Ne pas manger suffisamment de bons aliments pourrait être aussi mortel que d’en consommer des mauvais. Un exemple ? Le taux de mortalité associé à un manque de noix et de graines est presque aussi élevé que celui qui est lié à un excès de sel. Une carence en fruits et en légumes serait aussi néfaste que l’abus de boissons sucrées.

Une chercheuse de Boston, Mme Renata Micha, et ses collaborateurs sont parvenus à ces résultats en analysant les données de 700 000 décès de nature cardiométabolique – c’est-à-dire dus aux maladies cardiaques, aux accidents vasculaires cérébraux (AVC) et au diabète de type 2 – survenus il y a cinq ans dans la population américaine.

Les chercheurs ont étudié non seulement l’effet des dix aliments ensemble, mais aussi leur influence individuelle. Ils ont estimé que le taux de mortalité le plus important était associé à l’excès de sel (9,5 % de toutes les morts de nature cadiométaboliques). Venaient ensuite l’insuffisance de noix et de graines (8,5 %), puis la consommation de viandes transformées (8,2 %), le manque d’oméga-3 venant des poissons (7,8 %), la carence en fruits (7,5 %) et en légumes (7,6 %) ainsi que la prise de boissons sucrées (7,4 %) (tableau I).

Nutrition - Dr Carrel

« C’est la première fois que l’on met en évidence l’effet aussi important de l’alimentation sur les maladies cardiovasculaires dans une population aussi nombreuse. Je ne m’attendais pas à un résultat de cette ampleur », affirme le Dr Dominique Garrel, endocrinologue ayant une expertise en nutrition.

Les chercheurs ont utilisé, dans un modèle comparatif d’évaluation du risque, les données démographiques et les habitudes alimentaires d’adultes de 25 ans et plus suivis dans le cadre des National Health and Nutrition Examination Surveys (NHANES). Ils se sont également servis du taux de mortalité estimé par maladie du National Center for Health Statistics et de données de méta-analyses sur les associations entre alimentation et maladies cardiométaboliques. L’étude du JAMA comprenait en tout plus de 500 000 décès causés par des maladies cardiaques, presque 130 000 par des AVC et 68 000 par le diabète de type 2.
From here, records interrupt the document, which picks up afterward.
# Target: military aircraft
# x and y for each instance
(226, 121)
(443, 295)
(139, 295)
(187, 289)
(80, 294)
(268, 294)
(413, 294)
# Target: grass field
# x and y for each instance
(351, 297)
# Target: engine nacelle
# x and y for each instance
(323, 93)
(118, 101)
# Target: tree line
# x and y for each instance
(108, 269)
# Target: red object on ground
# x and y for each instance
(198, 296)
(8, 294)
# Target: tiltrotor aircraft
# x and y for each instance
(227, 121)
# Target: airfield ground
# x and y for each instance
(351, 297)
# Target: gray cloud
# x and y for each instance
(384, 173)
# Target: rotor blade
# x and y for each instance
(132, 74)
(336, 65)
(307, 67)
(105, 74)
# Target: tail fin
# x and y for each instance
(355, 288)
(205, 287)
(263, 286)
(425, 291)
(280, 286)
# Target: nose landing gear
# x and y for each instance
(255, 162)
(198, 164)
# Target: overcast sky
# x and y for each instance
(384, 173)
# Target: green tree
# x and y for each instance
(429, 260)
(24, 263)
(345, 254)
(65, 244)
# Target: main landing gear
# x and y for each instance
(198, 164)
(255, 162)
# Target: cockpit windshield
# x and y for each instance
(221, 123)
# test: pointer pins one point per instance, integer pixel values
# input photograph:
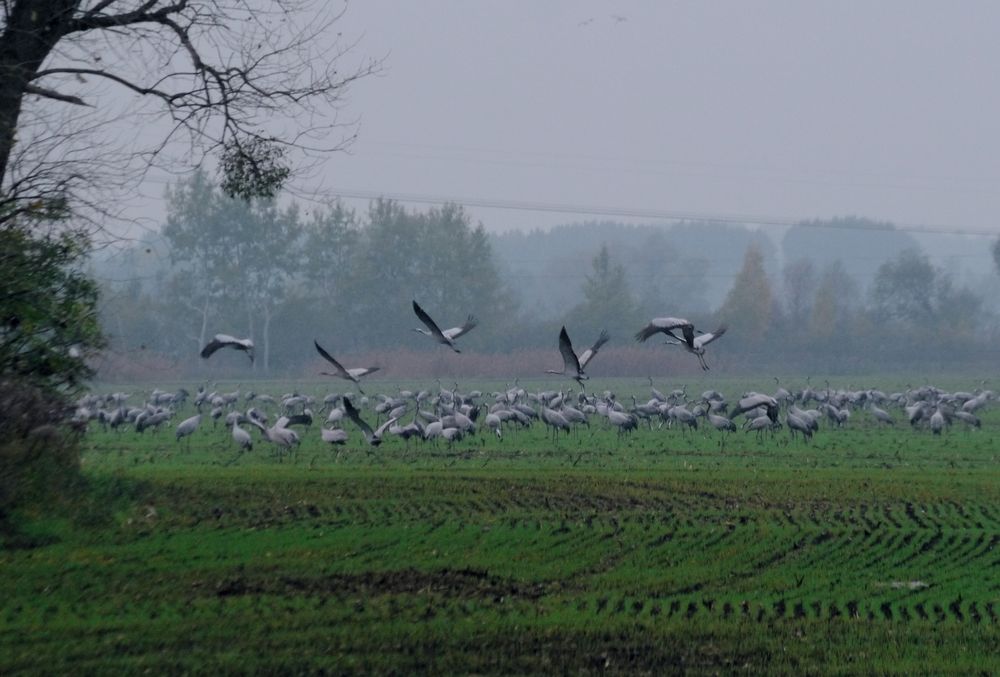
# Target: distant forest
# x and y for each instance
(840, 296)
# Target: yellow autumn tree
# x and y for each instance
(747, 308)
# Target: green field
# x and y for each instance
(867, 550)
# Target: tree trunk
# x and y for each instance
(33, 29)
(267, 339)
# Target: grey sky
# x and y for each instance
(781, 110)
(778, 109)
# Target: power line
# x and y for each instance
(652, 214)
« La qualité de la collecte des données de cette étude est formidable. Cela fait 30 ans que les analyses faites à partir des NHANES nous apprennent comment différents facteurs jouent un rôle dans les maladies cardiovasculaires, indique le Dr Pavel Hamet, chercheur et chef du Service génique du Centre hospitalier de l’Université de Montréal. C’est une étude importante, mais qui doit cependant être analysée avec des précautions. Il n’y a pas que l’alimentation qui compte. Cette recherche ne prend pas en considération des facteurs comme l’exercice ou la prise de médicaments. »

Bons et mauvais aliments

Sel

Le sel, que les chercheurs du JAMA pointent comme une cible-clé, est l’aliment qui fait le plus de ravages : la prise de plus de 2000 mg/j était liée à 10 % de toutes les morts dues à des maladies coronariennes et à 11 % des décès par AVC (tableau I).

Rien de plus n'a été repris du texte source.